Regia di Jim Sheridan vedi scheda film
Curiosa operazione, questo remake-lampo di Non desiderare la donna d'altri (2004) di Susanne Bier, sostanzialmente ri-girato con un'adesione rispettosissima verso la pellicola originale. A che pro? L'unica motivazione sostanziale cui si può pensare è che - come per i due Funny games girati da Haneke - Brothers esista soltanto per mostrare come si può trasformare in un successo internazionale un lavoro dalla convincente accoglienza in patria; ma a dire il vero oltre alla differenza evidente del cast, non è che questo secondo film mostri grandi variazioni rispetto al precedente: la produzione non è tanto più dispendiosa e la storia rimane esattamente identica, tanto da lasciare inalterati persino i nomi dei personaggi scritti dalla Bier e da A. T. Jensen.
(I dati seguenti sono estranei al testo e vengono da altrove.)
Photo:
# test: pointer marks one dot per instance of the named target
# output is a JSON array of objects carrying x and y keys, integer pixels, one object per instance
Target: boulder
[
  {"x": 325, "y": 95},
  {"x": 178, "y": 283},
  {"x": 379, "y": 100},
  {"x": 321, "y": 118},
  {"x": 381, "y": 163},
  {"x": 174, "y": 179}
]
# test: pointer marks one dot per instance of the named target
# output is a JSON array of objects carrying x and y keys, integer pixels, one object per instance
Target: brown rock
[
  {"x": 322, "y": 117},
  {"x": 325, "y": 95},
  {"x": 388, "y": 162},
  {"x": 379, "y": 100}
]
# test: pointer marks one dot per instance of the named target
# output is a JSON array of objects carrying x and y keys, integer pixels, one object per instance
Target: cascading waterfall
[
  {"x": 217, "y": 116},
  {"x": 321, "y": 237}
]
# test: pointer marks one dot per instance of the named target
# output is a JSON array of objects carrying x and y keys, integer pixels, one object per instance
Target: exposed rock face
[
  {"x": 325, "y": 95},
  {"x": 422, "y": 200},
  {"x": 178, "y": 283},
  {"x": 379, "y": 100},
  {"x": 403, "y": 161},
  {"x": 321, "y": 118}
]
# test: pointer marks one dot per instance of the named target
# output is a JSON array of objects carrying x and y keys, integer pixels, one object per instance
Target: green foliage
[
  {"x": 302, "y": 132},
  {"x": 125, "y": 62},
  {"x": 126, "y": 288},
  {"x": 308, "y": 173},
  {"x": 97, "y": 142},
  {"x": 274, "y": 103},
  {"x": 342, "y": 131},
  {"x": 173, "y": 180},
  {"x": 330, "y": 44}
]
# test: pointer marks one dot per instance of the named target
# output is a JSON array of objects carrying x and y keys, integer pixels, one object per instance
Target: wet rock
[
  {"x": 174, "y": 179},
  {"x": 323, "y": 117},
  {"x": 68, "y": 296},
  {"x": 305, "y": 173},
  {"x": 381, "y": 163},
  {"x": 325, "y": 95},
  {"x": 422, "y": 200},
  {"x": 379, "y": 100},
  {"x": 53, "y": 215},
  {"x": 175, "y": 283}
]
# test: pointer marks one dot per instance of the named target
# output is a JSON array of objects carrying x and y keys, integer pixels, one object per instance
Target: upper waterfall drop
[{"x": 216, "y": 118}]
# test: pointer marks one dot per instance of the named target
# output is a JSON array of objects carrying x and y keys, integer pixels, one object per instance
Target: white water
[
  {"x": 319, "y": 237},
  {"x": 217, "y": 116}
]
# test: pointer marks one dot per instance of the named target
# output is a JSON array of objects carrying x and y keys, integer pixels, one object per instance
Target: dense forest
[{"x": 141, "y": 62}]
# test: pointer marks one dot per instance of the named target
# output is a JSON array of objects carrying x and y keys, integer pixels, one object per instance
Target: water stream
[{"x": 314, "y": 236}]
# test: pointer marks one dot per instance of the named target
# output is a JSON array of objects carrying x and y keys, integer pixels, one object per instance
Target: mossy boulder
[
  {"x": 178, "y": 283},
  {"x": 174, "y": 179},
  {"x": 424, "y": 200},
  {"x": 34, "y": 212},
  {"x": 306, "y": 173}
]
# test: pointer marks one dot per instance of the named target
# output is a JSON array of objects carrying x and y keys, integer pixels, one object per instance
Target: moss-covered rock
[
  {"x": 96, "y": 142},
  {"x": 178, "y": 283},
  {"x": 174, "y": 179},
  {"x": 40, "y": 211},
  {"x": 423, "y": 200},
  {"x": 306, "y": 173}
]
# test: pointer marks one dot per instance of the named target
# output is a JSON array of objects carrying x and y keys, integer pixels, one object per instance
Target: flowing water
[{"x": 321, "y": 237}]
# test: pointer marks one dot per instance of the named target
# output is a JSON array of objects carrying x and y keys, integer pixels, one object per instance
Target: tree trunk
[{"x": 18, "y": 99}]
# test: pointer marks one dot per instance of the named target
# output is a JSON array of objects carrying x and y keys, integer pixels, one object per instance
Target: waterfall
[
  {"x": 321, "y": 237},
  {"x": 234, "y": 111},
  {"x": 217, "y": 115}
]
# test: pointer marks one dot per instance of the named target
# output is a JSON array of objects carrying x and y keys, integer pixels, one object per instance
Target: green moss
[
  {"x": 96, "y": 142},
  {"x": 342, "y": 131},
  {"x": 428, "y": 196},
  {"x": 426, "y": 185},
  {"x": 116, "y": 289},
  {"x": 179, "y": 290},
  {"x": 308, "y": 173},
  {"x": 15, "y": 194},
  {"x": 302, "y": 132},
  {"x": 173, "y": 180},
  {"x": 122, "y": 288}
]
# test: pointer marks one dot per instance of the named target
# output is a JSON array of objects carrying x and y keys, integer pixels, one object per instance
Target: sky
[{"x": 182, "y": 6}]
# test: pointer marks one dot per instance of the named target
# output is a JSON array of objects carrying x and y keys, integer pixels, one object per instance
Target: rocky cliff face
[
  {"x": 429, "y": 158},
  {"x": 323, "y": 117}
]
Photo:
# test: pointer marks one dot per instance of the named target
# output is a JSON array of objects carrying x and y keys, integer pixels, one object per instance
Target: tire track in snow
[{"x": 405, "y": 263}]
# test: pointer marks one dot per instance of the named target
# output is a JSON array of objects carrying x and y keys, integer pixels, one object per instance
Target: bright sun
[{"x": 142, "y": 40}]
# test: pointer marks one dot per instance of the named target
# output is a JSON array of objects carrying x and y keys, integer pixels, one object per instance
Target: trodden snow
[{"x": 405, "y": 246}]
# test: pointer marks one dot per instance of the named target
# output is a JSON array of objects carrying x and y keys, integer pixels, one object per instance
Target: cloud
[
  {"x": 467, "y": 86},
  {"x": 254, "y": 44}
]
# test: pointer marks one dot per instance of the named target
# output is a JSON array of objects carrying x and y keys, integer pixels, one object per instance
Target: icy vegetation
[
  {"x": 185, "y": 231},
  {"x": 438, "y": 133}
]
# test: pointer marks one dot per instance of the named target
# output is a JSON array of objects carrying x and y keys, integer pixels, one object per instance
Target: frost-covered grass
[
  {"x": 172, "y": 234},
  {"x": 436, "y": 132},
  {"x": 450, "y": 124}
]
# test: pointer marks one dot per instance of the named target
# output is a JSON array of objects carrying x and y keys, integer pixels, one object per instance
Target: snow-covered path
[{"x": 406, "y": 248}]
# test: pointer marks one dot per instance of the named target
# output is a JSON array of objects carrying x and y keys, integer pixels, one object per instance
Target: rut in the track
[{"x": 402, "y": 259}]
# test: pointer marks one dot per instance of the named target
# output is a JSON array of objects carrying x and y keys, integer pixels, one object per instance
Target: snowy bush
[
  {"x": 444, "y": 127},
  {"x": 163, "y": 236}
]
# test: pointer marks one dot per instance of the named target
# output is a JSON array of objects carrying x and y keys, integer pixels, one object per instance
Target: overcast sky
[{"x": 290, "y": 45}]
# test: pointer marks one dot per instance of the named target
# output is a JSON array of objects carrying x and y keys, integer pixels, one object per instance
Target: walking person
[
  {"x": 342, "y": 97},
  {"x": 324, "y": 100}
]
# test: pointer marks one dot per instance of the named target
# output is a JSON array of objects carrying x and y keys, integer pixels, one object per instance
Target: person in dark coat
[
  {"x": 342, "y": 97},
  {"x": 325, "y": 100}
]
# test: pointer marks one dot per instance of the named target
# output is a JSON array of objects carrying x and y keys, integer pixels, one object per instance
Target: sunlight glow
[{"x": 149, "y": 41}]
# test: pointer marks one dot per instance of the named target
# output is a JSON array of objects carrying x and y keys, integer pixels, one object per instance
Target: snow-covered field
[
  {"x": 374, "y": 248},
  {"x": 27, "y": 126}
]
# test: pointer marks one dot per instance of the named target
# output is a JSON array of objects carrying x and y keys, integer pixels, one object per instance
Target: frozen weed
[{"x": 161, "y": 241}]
Difficile anche stabilire quindi l'importanza della sceneggiatura attribuita a David Benioff (La 25esima ora, Troy, Il cacciatore di aquiloni), che presumibilmente non si dev'essere divertito neppure tanto a fare questa sorta di copia e incolla. Soprattutto sull'operazione-remake pende il punto interrogativo relativo alla possibilità di migliorare il successo di un film che comunque già vantava un tris di interpreti danesi di chiara fama (Ulrich Thomsen, Nikolaj Lie Kaas, Connie Nielsen, qui rimpiazzati da Jake Gyllenhaal, Tobey Maguire e Natalie Portman), ottenendo premi in numerosi festival mondiali, fra cui anche Cannes, San Sebastian e al Sundance. Insomma, Brothers è semplicemente un mistero: non è un brutto lavoro, ma è inevitabilmente poco sensato alla luce di quanto esposto; Sheridan, irlandese trapiantato in America (già regista fra gli altri di Nel nome del padre e Il mio piede sinistro), trascina negli Stati Uniti la polemica contro la (=ogni) guerra che è in pratica il fulcro del film danese, andando così a strizzare l'occhiolino al pubblico yankee, notoriamente sensibile alla tematica e avido di prodotti di questo taglio. Se già Non desiderare la donna d'altri diceva però poco di nuovo sul tema, Brothers ovviamente non fa che ripetere quei rari spunti interessanti e quel mare di ovvietà: dalla guerra si esce sempre sconfitti, la guerra è già di per sè una manifestazione di morte, contro la vita, contro l'uomo; nessuna guerra è giusta e chiunque prenda parte a una guerra porterà con sè i terribili ricordi dell'esperienza per il resto della sua vita. La guerra è un trauma: ma appunto, ancora una volta: a che pro? 4,5/10.
Un uomo parte soldato per l'Afghanistan; ad accudire la moglie e la figlia piccola lascia suo fratello. L'uomo sarà però creduto morto, concedendo alla presunta vedova l'occasione per rimpiazzarlo con il fratello; ma che fare quando il soldato ritorna?